Suara.com - Dewan Pers bersama Kementerian Pemberdayaan Perempuan dan Perlindungan Anak telah melakukan Penyusunan Pedoman Pemberitaan yang Ramah Anak. Tim Perumus Pedoman Pemberitaan Ramah Anak yang juga anggota Dewan Pers Hendry Ch Bangun mengatakan penyusunan pedoman pemberitaan ramah anak dikarenakan masih adanya media massa yang masih mengungkap identitas anak dalam pemberitaan.
Adapun tujuan pedoman pemberitaan ramah anak bertujuan untuk menjamin hak-hak anak di masa depan. Menurut Hendry, wartawan Indonesia menyadari bahwa anak merupakan generasi penerus bangsa yang harus dilindungi dari pemberitaan negatif. Anak-anak dapat berkembang normal secara jasmani maupun rohani tanpa konten berita negatif.
"Berangkat dari sana, lalu kita bergerak mencari rumusan kemudian mengkaitkan dengan plafrom media dan dilandasi oleh fakta. Sampai pada hari ni masih banyak pemberitaan yang tidak paham atas berbagai aturan bahkan konvensi bahkan kode etik. Karena penelitian terkahir baru 50 persen wartawan info yang memahami kode etik yang sangat penting batas usia," ujar Hendry dalam diskusi Uji Publik tentang “Pedoman Pemberitaan yang Ramah Anak" di Hall Dewan Pers, Jalan Kebon Sirih, Jakarta, Rabu (19/12/2018).
Pedoman tersebut juga untuk melindungi wartawan dari pidana terkait hak-hak anak. Hendry menyebut nantinya dalam pedoman pemberitaan kategori anak yakni seseorang yang belum berusia 18 tahun.
Baca Juga: 9 Anggota Dewan Pers 2019-2022 Resmi Terpilih
"Adanya pasal pidana peradilan anak dimana di pasal 19 dikatakan media yang membuka identitas mengungkap itu dapat dipenjara lima tahun penjara. Jadi sebetulnya titik tolak dari pedoman ini adalah kira-kira agar pemberitaan itu tidak menubruk peraturan itu," ucap dia.
Adapun sebanyak 10 Pedoman Pemberitaan Ramah Anak yang sedang dirumuskan oleh Dewan Pers dan KPPA. Pedoman pertama yakni Wartawan Indonesia harus merahasiakan identitas anak dalam memberitakan informasi tentang anak khususnya yang diduga, disangka, didakwa melakukan pelanggaran hukum atau dipidana atas kejahatannya.
Pedomana kedua, Wartawan Indonesia memberitakan secara faktual dengan kalimat/narasi/Visual yang bernuansa positif, empati, dan/atau tidak membuat deskripsi/rekonstruksi peristiwa yang bersifat seksual dan sadistis.
"Ketiga, wartawan Indonesia tidak mencari atau menggali informasi mengenai hal-hal di luar kapasitas anak untuk menjawabnya seperti peristiwa kematian, perceraian, perselingkuhan orangtuanya dan/atau keluarga, serta kekerasan atau kejahatan, konflik dan bencana yang menimbulkan dampak traumatik.
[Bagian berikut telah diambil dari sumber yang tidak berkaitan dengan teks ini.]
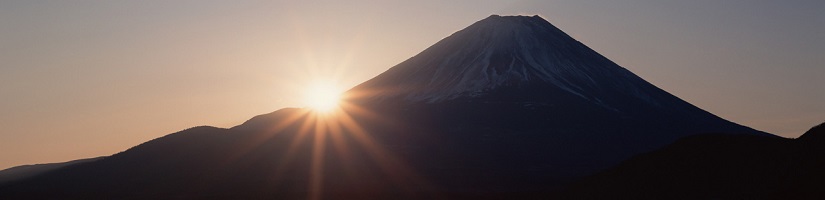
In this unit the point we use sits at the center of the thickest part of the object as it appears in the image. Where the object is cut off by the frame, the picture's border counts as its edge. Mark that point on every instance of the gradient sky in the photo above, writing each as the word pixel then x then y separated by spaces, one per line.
pixel 82 79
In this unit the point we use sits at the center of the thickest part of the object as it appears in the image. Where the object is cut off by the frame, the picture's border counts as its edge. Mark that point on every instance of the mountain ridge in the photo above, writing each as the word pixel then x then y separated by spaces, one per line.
pixel 417 135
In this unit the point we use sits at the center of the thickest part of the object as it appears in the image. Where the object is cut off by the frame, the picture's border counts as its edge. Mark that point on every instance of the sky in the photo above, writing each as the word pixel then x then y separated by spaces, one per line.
pixel 82 78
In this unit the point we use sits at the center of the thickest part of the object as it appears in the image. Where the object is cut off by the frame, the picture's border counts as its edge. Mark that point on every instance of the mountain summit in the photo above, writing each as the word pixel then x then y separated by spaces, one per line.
pixel 511 51
pixel 508 106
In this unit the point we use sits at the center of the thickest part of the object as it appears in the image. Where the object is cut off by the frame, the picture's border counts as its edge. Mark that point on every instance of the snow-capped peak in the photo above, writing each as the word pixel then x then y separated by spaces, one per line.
pixel 501 51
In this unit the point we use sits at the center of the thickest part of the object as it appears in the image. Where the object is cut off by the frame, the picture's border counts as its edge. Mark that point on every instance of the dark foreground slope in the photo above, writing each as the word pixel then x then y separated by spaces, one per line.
pixel 717 167
pixel 26 171
pixel 508 106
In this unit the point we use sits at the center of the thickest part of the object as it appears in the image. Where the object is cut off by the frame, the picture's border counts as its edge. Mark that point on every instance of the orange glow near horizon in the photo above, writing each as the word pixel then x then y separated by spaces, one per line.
pixel 322 98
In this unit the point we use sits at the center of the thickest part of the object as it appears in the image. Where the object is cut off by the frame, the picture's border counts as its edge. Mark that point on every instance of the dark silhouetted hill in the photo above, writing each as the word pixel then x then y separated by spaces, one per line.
pixel 717 167
pixel 26 171
pixel 509 106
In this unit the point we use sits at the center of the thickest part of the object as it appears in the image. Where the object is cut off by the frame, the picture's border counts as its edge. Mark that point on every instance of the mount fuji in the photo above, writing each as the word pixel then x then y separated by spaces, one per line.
pixel 508 106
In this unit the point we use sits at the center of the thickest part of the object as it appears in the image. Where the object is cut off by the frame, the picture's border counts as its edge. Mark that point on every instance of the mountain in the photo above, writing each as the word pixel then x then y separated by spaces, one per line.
pixel 26 171
pixel 717 167
pixel 507 107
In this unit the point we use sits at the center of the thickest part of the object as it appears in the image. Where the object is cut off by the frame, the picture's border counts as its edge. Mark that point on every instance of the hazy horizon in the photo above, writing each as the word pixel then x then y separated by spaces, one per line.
pixel 84 79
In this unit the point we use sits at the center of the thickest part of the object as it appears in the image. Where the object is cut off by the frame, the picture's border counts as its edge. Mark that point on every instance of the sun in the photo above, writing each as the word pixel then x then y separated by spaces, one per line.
pixel 323 98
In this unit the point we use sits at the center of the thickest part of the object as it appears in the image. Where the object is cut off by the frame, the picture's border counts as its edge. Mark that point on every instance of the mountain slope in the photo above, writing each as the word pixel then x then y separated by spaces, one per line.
pixel 508 106
pixel 717 167
pixel 26 171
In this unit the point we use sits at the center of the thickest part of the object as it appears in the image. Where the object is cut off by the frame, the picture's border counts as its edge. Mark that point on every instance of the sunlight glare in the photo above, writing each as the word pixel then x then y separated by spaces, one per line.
pixel 323 98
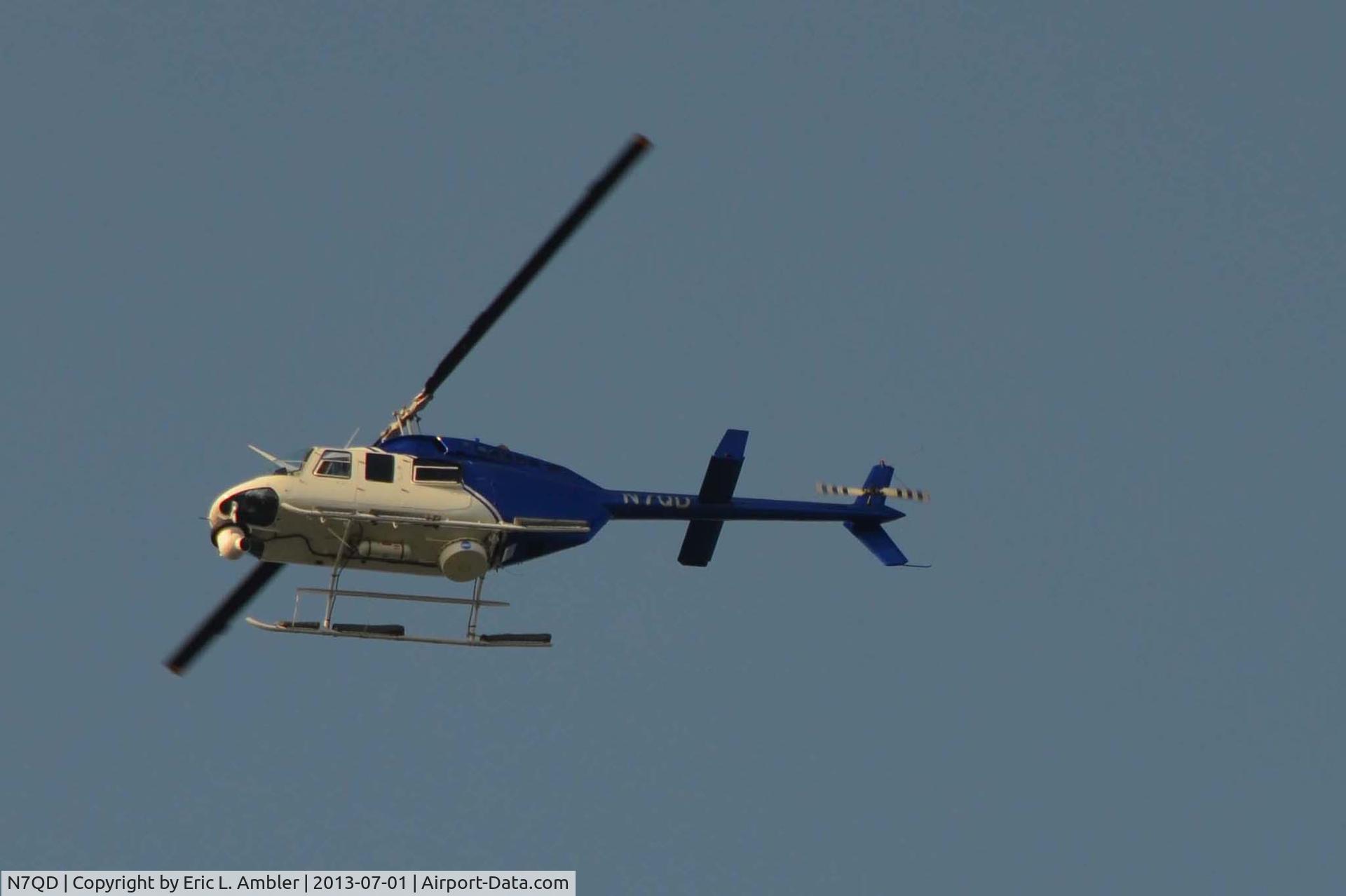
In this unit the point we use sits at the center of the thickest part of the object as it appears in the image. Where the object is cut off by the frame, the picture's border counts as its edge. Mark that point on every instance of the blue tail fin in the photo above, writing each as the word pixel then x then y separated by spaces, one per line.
pixel 878 541
pixel 870 533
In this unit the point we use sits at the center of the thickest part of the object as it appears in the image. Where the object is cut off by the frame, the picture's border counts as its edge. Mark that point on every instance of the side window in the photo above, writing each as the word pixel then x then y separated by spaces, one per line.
pixel 440 471
pixel 334 463
pixel 379 467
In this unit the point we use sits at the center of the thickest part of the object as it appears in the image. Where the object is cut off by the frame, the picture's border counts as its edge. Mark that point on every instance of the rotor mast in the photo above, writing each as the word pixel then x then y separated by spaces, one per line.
pixel 405 417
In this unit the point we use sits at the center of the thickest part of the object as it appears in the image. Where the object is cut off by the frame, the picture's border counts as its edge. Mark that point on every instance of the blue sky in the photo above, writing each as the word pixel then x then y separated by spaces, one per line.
pixel 1068 266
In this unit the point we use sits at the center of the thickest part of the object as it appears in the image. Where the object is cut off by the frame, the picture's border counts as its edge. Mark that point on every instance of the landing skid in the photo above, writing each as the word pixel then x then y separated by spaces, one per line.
pixel 372 632
pixel 393 631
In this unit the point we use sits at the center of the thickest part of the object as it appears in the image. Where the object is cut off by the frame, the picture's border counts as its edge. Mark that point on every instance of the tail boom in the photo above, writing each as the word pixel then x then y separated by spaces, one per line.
pixel 646 505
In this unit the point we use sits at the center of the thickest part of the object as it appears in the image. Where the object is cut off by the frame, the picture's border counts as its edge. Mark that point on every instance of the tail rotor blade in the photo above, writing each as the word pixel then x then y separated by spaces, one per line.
pixel 219 620
pixel 854 491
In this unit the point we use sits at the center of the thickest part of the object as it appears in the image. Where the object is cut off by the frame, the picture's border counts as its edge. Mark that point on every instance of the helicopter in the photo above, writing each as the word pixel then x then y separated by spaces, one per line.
pixel 459 509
Keempat, wartawan Indonesia dapat mengambil visual untuk melengkapi informasi tentang peristiwa anak terkait persoalan hukum, namun tidak menyiarkan visual identitas atau asosiasi identitas anak," tuturnya.
Kemudian pedoman kelima, yaitu Wartawan Indonesia dalam membuat berita yang bernuansa positif, prestasi, atau pencapaian, mempertimbangkan dampak psikologis anak dan efek negatif pemberitaan yang berlebihan. Pedoman keenam, wartawan lndonesia tidak menggali informasi dan tidak memberitakan anak yang masih dalam perlindungan LPSK.
Baca Juga: Pendaftaran Calon Anggota Dewan Pers Dibuka, Ini Syaratnya
"Pedoman ketujuh, khusus tentang berita terkait anak sebagai korban kejahatan yang kemudian diketahui pelakunya ada hubungan kekeluargaan/kekerabatan, Wartawan Indonesia segera menghentikan pengungkapan identitas anak. Untuk media siber, berita yang menyebutkan identitas dan sudah dimuat, diedit ulang agar identitas anak tersebut tidak terungkapkan," kata Hendry.